S'il était une chose qui terrifiait tout particulièrement Piero, c'était l'eau. Un comble pour quelqu'un qui était né et avait été élevé dans une cité sous-marine. Il n'avait jamais été un gamin particulièrement courageux, mais il contrôlait assez ses peurs pour qu'elles ne lui pourrissent pas la vie. Il savait que s'il les affichait un peu trop ouvertement, les autres enfants de la première génération se ficheraient de lui indéfiniment. Aussi s'appliquait-il à ne rien laisser paraître, quoi qu'il lui en coûte. Malheureusement, il n'avait jamais réussi à contrôler un tant soit peu sa peur de l'eau, c'était une véritable phobie, et il n'était pas rare qu'il fasse d'atroces cauchemars de noyade.

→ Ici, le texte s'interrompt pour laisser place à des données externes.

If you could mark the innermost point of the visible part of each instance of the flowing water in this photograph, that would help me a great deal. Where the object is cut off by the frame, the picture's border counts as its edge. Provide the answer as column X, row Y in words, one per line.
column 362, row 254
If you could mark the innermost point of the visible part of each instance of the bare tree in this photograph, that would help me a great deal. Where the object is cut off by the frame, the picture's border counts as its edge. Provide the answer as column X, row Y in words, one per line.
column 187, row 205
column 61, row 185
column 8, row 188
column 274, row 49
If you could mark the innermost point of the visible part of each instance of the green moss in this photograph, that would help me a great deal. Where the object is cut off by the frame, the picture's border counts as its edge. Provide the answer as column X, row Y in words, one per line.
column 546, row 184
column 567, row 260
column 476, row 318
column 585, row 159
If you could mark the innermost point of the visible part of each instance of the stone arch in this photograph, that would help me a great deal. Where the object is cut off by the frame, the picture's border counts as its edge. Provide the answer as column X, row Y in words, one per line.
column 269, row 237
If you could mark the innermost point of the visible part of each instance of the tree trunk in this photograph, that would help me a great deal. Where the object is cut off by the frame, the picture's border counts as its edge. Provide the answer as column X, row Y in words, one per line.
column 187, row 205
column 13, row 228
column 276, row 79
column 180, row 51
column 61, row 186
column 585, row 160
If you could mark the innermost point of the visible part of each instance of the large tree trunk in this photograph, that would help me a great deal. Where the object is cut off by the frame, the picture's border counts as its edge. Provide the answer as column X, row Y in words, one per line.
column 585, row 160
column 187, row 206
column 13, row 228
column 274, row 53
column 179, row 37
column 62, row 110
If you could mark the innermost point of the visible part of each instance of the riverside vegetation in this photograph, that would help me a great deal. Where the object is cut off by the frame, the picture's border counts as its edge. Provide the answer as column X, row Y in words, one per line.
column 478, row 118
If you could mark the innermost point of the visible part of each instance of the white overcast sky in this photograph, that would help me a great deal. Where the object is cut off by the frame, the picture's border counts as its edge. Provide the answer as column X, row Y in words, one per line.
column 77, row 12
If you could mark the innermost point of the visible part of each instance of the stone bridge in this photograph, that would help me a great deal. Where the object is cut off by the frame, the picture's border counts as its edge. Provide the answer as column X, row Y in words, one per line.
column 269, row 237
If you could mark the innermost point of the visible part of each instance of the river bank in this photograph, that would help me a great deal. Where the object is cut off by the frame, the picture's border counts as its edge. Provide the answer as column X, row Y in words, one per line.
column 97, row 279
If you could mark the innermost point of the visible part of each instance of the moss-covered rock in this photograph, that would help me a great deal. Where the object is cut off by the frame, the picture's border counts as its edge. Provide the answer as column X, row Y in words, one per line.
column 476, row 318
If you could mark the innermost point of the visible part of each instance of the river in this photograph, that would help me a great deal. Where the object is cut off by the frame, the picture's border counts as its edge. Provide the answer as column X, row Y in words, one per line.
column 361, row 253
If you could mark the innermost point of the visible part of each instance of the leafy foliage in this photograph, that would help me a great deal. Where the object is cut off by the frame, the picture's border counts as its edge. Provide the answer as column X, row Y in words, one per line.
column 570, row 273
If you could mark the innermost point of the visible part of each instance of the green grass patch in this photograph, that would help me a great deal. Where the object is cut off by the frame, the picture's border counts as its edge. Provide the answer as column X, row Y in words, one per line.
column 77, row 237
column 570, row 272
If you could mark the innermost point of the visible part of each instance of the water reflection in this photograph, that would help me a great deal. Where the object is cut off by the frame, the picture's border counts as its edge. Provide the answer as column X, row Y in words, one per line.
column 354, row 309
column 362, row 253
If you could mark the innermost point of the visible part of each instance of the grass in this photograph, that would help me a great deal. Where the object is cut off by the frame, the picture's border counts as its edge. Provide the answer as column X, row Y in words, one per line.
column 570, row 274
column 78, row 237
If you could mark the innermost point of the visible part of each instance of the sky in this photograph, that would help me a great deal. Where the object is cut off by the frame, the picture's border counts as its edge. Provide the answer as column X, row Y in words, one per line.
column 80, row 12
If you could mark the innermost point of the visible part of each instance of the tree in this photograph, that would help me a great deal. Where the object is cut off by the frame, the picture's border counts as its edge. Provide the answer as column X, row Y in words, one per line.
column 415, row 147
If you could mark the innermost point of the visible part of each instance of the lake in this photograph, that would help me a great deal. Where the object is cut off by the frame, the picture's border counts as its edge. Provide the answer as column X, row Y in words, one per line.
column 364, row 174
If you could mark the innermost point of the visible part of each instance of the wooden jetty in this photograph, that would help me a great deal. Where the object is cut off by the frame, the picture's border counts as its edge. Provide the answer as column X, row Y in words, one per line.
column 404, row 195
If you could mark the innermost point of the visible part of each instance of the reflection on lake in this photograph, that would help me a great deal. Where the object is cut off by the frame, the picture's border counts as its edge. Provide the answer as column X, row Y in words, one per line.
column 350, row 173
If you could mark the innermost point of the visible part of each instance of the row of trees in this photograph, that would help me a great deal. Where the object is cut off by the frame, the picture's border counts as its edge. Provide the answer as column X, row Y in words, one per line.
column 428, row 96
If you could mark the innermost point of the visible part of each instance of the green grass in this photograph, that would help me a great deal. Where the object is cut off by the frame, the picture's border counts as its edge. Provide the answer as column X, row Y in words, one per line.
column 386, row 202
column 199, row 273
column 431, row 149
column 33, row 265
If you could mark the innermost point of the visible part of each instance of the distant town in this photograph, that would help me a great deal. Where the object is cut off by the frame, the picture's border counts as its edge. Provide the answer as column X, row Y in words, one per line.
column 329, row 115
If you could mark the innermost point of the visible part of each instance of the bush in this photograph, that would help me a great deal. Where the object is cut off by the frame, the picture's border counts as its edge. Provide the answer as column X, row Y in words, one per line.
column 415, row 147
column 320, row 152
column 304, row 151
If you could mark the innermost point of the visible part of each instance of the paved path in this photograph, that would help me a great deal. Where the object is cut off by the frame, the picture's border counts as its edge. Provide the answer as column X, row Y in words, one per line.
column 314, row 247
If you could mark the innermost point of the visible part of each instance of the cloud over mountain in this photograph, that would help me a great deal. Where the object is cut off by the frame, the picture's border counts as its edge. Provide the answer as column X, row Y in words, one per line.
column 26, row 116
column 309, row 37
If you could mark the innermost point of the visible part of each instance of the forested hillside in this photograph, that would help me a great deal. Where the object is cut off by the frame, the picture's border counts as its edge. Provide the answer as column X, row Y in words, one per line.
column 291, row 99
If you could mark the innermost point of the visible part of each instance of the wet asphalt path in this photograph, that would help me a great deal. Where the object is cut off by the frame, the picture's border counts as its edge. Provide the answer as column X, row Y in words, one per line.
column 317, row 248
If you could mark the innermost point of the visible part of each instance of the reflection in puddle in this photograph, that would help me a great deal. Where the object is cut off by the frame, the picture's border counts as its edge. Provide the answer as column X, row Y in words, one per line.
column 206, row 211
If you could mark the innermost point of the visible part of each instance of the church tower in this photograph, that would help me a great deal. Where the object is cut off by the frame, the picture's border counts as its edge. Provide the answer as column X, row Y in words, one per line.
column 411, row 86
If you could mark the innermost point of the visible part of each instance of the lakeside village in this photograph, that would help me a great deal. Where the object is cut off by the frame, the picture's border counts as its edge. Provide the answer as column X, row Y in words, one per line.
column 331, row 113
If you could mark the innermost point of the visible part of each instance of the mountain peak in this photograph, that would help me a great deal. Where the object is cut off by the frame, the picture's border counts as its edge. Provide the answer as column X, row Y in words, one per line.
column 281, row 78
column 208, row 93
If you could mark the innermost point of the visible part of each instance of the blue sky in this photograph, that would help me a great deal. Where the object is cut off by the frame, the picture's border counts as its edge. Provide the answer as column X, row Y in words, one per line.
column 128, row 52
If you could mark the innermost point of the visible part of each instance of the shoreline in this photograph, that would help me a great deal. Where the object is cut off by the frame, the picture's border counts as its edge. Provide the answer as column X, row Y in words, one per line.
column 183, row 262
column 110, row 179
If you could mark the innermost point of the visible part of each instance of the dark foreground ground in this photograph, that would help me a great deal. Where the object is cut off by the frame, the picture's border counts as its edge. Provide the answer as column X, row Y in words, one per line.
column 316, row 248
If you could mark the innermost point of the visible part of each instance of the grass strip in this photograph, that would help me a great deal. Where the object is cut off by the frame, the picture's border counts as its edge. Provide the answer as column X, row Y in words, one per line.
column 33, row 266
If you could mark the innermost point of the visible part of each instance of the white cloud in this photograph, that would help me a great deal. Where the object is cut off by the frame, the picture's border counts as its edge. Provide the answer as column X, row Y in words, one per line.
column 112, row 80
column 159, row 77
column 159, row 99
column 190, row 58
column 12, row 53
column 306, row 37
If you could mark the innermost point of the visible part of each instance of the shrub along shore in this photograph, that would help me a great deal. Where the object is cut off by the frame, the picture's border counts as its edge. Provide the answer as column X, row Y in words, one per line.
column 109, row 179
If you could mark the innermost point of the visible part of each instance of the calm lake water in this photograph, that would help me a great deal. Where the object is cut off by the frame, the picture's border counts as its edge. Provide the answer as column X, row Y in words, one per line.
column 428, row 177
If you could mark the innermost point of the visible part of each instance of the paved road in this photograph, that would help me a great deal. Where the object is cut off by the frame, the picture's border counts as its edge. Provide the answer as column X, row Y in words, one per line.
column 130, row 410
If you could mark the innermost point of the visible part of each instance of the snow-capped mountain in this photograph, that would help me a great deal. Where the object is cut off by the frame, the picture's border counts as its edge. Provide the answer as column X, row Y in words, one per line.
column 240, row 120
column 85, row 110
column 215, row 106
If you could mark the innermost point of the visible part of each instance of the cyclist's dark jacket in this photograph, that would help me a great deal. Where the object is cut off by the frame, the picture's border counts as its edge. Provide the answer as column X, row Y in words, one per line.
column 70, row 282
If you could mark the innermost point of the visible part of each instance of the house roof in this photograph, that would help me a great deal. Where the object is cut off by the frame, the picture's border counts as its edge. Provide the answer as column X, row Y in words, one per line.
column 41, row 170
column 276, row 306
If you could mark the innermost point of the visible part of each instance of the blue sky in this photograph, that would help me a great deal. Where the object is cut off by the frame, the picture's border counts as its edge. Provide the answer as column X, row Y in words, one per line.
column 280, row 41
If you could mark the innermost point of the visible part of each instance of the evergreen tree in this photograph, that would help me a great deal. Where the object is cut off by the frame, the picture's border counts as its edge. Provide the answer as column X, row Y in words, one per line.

Cette nuit-là, il rêvait qu'on l'avait obligé à partir seul en expédition du côté des structures atlantes, et qui plus est avec du matériel qu'il savait pertinemment être défaillant. Comme il fallait s'y attendre, il n'était pas à portée de Cendre quand le problème était survenu, et il avait beau donner des coups de palmes erratiques, il était comme englué dans l'eau, qui avait pris une texture collante. Il était sur le point d'étouffer, il se démenait comme un beau diable mais n'avançait pas d'un centimètre. Il avait l'impression de lutter pour sortir de ce songe atroce depuis une éternité.
Enfin, il y parvint. Il ouvrit simultanément les yeux et la bouche dans l'obscurité de sa petite chambre, avec la sensation de s'asphyxier, et le désir impérieux de prendre une grande goulée d'air frais. Il n'en eut absolument pas le temps. Une main gantée se plaqua impérieusement sur sa bouche et son nez, l'empêchant de respirer à pleins poumons comme il en avait besoin. En pleine panique, ne sachant plus très bien s'il se trouvait encore à l'intérieur de son rêve ou non, il se débattit en tous sens avec l'énergie du désespoir. On lui dégagea le nez, mais on le maintint fermement dans son lit avant de lui fourrer un morceau de tissu puant dans la bouche et une cagoule sur la tête.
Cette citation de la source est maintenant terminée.